CSpell

CSpell project icon

CSpell, Java 8.0, UTF-8, 2018 Release:

CSpell, a distributable spell checker for consumer language, is designed to detect and correct various types of spelling errors in Consumer Health Questions. CSpell handles non-word errors, real-words errors, word boundary infraction, punctuation errors, informal expression, and combinations of the above and result in high F1 score and real-time performance. CSpell provides many correction features, configurable options, and Java APIs and can be used as general purpose spelling tools. The following table shows examples of errors corrected by CSpell from consumer health questions. The errors are underlines and the corrections are in italics. NW, RW, and ND stand for non-word, real-word and non-dictionary, respectively.

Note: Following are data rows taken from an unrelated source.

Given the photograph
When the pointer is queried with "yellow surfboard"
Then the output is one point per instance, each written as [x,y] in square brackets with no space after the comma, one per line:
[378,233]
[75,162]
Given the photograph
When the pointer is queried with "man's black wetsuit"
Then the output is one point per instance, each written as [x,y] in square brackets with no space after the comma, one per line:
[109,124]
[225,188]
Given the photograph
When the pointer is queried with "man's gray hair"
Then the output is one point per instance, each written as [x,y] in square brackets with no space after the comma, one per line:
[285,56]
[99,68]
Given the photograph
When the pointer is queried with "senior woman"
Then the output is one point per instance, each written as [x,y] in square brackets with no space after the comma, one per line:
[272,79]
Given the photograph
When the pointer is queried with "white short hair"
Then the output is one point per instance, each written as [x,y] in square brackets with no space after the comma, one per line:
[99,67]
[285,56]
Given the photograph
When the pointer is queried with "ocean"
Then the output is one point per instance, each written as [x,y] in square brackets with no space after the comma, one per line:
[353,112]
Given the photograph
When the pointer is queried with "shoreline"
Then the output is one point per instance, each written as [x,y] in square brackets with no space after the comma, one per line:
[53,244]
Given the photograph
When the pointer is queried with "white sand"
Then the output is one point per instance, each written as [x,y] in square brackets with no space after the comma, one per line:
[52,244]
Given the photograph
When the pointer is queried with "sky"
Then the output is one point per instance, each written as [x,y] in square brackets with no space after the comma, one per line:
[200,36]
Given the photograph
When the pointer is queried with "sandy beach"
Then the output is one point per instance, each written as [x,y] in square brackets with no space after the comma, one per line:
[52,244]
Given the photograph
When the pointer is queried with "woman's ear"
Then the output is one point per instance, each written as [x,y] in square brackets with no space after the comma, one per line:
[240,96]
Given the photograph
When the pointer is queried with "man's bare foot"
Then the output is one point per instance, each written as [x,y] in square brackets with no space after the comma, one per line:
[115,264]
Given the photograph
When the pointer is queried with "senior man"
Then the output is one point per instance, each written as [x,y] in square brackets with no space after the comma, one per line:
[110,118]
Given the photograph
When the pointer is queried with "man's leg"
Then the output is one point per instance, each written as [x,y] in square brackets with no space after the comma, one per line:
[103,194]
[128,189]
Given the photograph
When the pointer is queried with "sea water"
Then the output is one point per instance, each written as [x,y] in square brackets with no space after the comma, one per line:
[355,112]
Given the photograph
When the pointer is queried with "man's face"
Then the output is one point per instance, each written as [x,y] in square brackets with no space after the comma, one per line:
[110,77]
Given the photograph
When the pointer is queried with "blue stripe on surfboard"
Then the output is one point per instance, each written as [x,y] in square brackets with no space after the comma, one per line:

IDText from Consumer Health QuestionsCorrected Text by CSpellCorrections
Ex-1 My mom was dianosed early on set deminita 3 years ago. My mom was diagnosed early onset dementia 3 years ago.
  • dianosed -> diagnosed (NW spelling)
  • on set -> onset (RW merge)
  • deminita -> dementia (NW spelling)
Ex-2 ... doctors treated tricho rhino phalangeal syndrome. ... doctors treated trichorhinophalangeal syndrome.
  • tricho rhino phalangeal -> trichorhinophalangeal (NW merge)
Ex-3 Irregular bowl movement Irregular bowel movement
  • bowl -> bowel (RW spelling)
Ex-4 Sounding in my ear every time for along time. Sounding in my ear every time for a long time.
  • along -> a long (RW split)
Ex-5 Who need to do test?pls guide me thank u. Who need to do test? please guide me thank you.
  • test?pls -> test? pls (ND split) -> test? please (ND informal expression)
  • u -> you (ND informal expression)
Ex-6 I have a shuntfrom2007.How OftenDo they need changed? I have a shunt from 2007. How often do they need changed?
  • shuntfrom2007.How -> shuntfrom 2007. How (ND split) -> shunt from 2007. How (NW split)
  • OftenDo -> often do (NW split)
Ex-7 I am permanently depressed and was on 2 or 3 different anti depresants. I am permanently depressed and was on 2 or 3 different antidepressants.
  • anti depresants -> anti depressants (NW spelling) -> antidepressants (RW merge)

Please see:

  • Download CSpell, 2018 for installing CSpell on your local machine.

Release Notes

  • Developed in Java 1.8.0_171
  • Correction features:
    • Errors: non-word errors and real-word errors
    • Corrections: spelling, split and merge corrections
    • Dictionary: dictionary-based and non-dictionary-based corrections
    • Ranking Techniques: Combination of context, edit distance, phonetic, overlap, word frequency, noiscy channel, etc.